Cliff: Oh, hey, no waitin' around for my contribution. Here ya go.
Woody: Popcorn balls!
Cliff: Chow down, hear?
Woody: Hey, aren't these what you brought to the Halloween party?
Cliff: Well, yeah, they're a perennial favorite, Woodman.
Woody: Yeah, but aren't these the ones you brought to the Halloween party?

Quote from Carla

Sam: Come on, open the door.
Carla: No, no...
Sam: It's Thanksgiving, Carla.
Carla: Oh! Okay maybe she'll choke on a drumstick.

Quote from Cliff

Diane: Isn't this game over yet?
Woody: Not yet.
Diane: Well, their uniforms are different colors than before.
Cliff: Uh, well, they gotta change them every time they score a touchdown, Diane.

Quote from Woody

Sam: Somebody save me a seat. I got to see a man about a horse.
Woody: He doesn't really have to see a man about a horse.

Quote from Norm

Norm: Uh, guys, uh, listen, I'm having a slight, uh, problem with the damn bird, all right?
Diane: What color is it now, Norman?
Norm: Well, I think we're moving into the earth tones.

Quote from Norm

Carla: This better be good news, Norm.
Norm: Look, uh, I'm sorry, guys. The little pop thing won't pop out. There's something wrong with it.
Carla: There's something wrong with you.
Norm: No, no, it's the little pop thing. Hey, could somebody please explain to me where the little pop thing is on the turkey? I mean, 'cause maybe it's different in the city, but in the country where I come from, turkeys aren't born with little pop things.
Frasier: The little pop thing has a name! It's called a thermometer! Now can we all please say "thermometer."
All: [yell] Thermometer!

Quote from Carla

Carla: Well, pass me my peas.

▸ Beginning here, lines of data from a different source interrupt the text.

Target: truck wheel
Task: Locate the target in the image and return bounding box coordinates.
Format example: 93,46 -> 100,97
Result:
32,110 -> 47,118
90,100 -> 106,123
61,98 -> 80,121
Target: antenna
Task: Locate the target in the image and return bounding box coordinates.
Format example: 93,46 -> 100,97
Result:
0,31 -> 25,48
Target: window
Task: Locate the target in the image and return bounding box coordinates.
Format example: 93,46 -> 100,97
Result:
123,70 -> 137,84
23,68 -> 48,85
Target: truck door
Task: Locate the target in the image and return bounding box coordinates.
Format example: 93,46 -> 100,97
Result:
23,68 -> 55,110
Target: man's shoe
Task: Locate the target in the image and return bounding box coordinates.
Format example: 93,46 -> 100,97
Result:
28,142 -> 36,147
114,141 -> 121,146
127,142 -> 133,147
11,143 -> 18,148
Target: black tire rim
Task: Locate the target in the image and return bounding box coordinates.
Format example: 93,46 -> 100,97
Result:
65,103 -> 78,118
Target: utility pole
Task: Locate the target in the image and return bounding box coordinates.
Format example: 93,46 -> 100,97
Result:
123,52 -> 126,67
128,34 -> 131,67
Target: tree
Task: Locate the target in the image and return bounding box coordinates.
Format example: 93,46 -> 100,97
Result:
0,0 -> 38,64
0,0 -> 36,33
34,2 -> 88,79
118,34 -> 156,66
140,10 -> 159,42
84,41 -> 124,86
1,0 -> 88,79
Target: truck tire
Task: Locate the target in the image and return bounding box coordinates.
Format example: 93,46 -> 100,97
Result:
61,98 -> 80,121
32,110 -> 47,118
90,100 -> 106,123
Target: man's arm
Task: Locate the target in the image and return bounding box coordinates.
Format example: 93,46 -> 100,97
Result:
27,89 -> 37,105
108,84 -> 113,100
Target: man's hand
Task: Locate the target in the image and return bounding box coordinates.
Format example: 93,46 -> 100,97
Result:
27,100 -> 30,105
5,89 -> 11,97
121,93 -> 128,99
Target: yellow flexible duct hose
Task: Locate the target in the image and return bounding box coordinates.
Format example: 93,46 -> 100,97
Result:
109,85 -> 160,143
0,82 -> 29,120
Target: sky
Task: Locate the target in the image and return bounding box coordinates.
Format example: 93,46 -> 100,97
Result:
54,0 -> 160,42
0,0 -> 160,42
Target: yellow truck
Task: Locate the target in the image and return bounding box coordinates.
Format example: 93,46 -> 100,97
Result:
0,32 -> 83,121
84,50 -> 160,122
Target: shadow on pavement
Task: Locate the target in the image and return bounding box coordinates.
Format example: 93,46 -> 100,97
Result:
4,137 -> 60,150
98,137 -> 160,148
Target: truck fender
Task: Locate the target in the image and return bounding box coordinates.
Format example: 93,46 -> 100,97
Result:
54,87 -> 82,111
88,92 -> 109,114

I made them so I know they're okay.
Norm: Was that remark, uh, directed at me, Carla, by any chance?
Carla: No, it was directed at your stupid turkey and your stupid stuffing and your stupid gravy.
Norm: What's wrong with my gravy?
Carla: Oh, nothing, except you could walk across the skin on top of it.
Norm: Oh, well, I'm sorry, Julia Child. Here's your perfect peas. Oh, look, I spilled one. [flicks a pea at Carla] Sorry.
Carla: Thank you. Norm, I'm sorry about what I said about your gravy.
Norm: All right.
Carla: It's okay.
Norm: Fine.
Carla: And so are the carrots. [throws a carrot at Norm]
Cliff: Uh, anybody want some of these, uh, lovely yams? [flings the yams at Frasier]
Frasier: Woody, would you care to test the gravy skin? [splashes gravy at Woody]
Diane: People! People! People! Stop this immediately! I have never been witness to such a silly, soph- [Sam throws cranberries at Diane] Sam Malone kiss your butt good-bye!
Carla: Food fight!

Quote from Norm

Norm: [o.s.] Vera. You came. Honey, I'm so happy. Hey, you guys, uh... Come on, Vera, come on in, meet all the guys.
Sam: This is great. We finally get to meet Vera.
Diane: Sam think fast!
[Diane throws a plate of pie in Sam's direction, but he ducks, sending it straight into the living room. Norm walks in with a woman whose face is covered in pie]
Norm: Everybody, this is, uh, Vera. [fade to black]
Vera: Charming friends, Norm. Get your coat.
Norm: Yes, dear.

Quote from Sam

Diane: Prithee, friends, what thinkst thou?
Sam: You look ridiculous.
Diane: I beg your pardon. This is an absolutely authentic example of feminine colonial headwear.
Sam: I'm sorry. Thou lookest ridiculous.